Case Western Reserve University School of Medicine unites a vast network of students, faculty, staff, researchers and healthcare professionals across one university and five campuses that include four hospital affiliates. It’s an environment ripe for partnership that can lead to groundbreaking—and life-changing—education and discoveries.

This synergy helps drive the school’s theme for the 2024-25 academic year: innovation through collaboration. Read on to learn how Dean Stan Gerson, MD, sees this playing out across the school, including for medical education.


CWRU MEDICINE: What are some ways you are seeing innovation through collaboration in action?

Portrait of Dean Stan Gerson, MD
David Schwartz Photography

DEAN GERSON: Innovation happens in our centers, which bring together experts from multiple disciplines, departments and partner institutions to focus on a crucial field of medical research. This transdisciplinary engagement yields incredible ideas coming from different perspectives and approaches, resulting in new discoveries and therapeutics.

With collaboration at their core, the centers successfully compete for large, multiple-investigator grants that further research. For example, the Case Comprehensive Cancer Center has developed a visionary approach to treating rare cancers, and the Digestive Health Research Institute is making tremendous strides for understanding and addressing devastating digestive diseases such as inflammatory bowel diseases.

We’re expanding our pursuit of discovery with the new Center for Artificial Intelligence in Drug Discovery and the Center for Mitochondrial Research and Therapeutics. Mitochondria are the energy powerhouse of cells, and defects in their activity are linked to numerous conditions, including neurodegenerative diseases, cancer, cardiovascular diseases and diabetes.

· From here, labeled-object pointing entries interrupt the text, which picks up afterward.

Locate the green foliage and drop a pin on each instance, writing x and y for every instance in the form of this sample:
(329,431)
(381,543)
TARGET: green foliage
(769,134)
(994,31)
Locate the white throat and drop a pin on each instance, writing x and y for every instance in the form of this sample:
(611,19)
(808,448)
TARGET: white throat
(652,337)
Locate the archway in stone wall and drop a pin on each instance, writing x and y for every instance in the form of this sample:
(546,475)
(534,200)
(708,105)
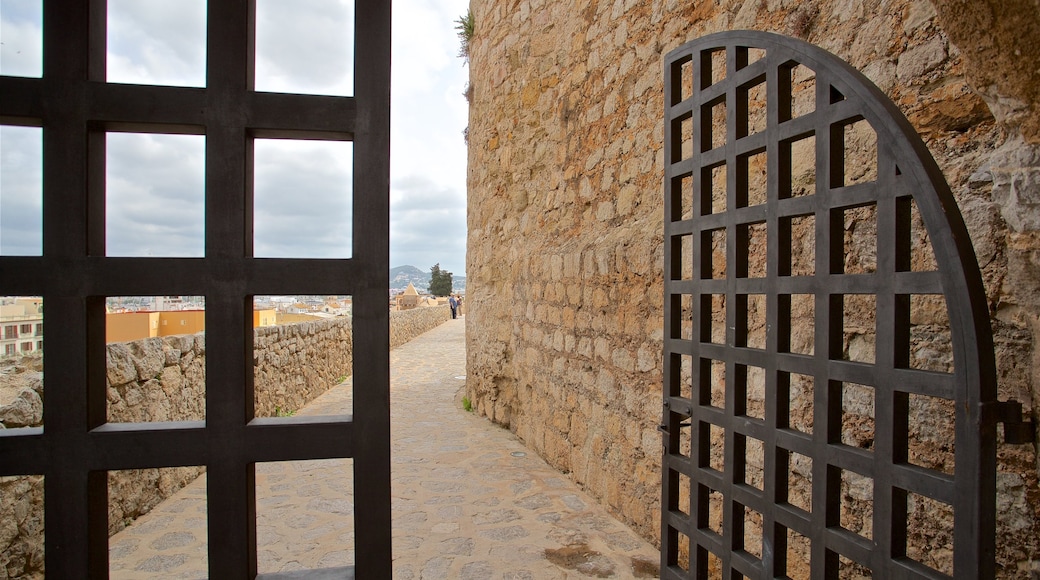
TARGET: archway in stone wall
(830,389)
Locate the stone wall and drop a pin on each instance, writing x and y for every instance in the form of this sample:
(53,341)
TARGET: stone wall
(565,260)
(163,379)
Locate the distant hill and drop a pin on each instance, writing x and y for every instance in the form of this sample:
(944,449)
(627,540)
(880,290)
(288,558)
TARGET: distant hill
(400,277)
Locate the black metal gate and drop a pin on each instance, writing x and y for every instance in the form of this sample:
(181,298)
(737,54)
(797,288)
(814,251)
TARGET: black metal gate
(75,106)
(815,263)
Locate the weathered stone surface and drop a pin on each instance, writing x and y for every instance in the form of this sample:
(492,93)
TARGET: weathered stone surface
(565,259)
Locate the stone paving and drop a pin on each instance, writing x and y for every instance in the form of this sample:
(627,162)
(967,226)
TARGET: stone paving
(469,500)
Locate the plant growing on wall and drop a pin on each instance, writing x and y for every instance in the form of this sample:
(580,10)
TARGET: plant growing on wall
(465,27)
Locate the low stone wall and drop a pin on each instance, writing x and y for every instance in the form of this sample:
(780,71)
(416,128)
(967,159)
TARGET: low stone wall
(164,379)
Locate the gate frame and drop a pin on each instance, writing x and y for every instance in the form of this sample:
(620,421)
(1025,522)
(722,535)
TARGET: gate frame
(75,106)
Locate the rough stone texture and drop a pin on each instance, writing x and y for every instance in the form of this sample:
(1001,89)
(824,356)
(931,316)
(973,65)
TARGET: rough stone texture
(163,379)
(565,259)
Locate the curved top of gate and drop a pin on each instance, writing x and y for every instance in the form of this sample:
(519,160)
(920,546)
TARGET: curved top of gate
(775,146)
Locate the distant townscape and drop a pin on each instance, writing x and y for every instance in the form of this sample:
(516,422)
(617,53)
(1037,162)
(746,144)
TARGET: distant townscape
(403,275)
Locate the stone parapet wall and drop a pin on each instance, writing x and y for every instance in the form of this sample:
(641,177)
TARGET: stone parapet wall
(565,218)
(163,379)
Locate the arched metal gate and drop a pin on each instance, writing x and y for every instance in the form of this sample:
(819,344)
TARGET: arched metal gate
(77,108)
(830,400)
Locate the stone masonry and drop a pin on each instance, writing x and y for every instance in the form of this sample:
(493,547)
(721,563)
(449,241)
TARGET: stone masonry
(164,379)
(565,249)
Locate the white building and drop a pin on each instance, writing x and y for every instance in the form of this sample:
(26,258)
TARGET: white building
(21,326)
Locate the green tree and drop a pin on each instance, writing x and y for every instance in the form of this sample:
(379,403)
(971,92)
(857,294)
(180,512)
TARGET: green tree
(440,281)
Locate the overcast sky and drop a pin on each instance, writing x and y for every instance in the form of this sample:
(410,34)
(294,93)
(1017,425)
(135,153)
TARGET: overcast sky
(302,206)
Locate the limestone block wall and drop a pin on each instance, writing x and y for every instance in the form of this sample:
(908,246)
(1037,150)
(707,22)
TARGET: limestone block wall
(163,379)
(565,259)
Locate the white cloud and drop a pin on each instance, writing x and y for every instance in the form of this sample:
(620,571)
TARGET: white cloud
(21,38)
(302,201)
(305,46)
(155,201)
(157,42)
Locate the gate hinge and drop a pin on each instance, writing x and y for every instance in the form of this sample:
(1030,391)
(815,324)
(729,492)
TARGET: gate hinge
(1016,431)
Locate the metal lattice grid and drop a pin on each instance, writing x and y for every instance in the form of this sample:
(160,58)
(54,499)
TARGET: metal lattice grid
(806,229)
(76,107)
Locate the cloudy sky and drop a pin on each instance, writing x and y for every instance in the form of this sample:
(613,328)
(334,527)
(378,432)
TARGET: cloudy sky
(155,182)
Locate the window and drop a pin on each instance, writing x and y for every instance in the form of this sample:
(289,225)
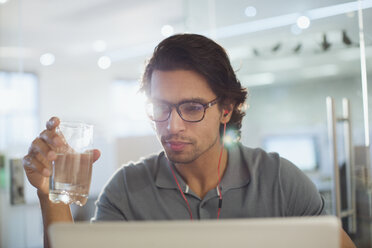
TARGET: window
(128,115)
(18,111)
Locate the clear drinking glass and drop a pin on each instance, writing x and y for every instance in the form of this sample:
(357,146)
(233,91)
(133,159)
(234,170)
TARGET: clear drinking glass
(72,170)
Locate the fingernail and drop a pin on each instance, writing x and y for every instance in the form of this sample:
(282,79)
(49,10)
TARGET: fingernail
(46,172)
(51,155)
(57,141)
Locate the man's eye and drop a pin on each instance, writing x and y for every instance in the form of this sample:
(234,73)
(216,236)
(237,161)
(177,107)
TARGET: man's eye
(192,107)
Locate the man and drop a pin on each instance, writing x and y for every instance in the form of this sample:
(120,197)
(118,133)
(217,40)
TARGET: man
(194,96)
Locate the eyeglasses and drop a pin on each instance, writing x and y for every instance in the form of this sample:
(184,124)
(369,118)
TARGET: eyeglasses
(189,111)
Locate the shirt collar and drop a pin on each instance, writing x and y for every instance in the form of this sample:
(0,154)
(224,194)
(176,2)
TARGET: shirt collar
(236,174)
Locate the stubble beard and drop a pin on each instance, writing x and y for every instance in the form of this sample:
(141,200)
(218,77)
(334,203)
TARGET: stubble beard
(189,157)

And the new chair of the neurosciences department, Ronald Yu, PhD, will lead the new Brain Health Collective and critical research on neurodegenerative conditions and mental health.

CWRU MEDICINE: How do students and trainees benefit from the drive toward discovery?

DEAN GERSON: Our school does an exceptional job of preparing students—from high schoolers to postdoctoral fellows—to be directly involved in cutting-edge research with individual mentorship. Biomedical education is at the core of our research-focused centers. Plus, we have a dedicated Center for Medical Education, where leaders strive to improve curriculum to help the next generation of physicians and medical scientists become superb practitioners and apply novel discoveries into medical practice. Innovative training prepares students to apply their knowledge in patient care and laboratories, and with physicians and investigators.

CWRU MEDICINE: How has the pursuit of innovation in research and education at the School of Medicine evolved over time?

DEAN GERSON: We have a long history of innovation that includes the first successful defibrillation of the human heart, first creation of an artificial human chromosome and first stool DNA tests for early detection of colon cancer. The School of Medicine has benefited from exceptionally innovative leaders— such as Nate Berger, who passed away in June —whose work leaves indelible marks on medical education, research and the broader Cleveland community.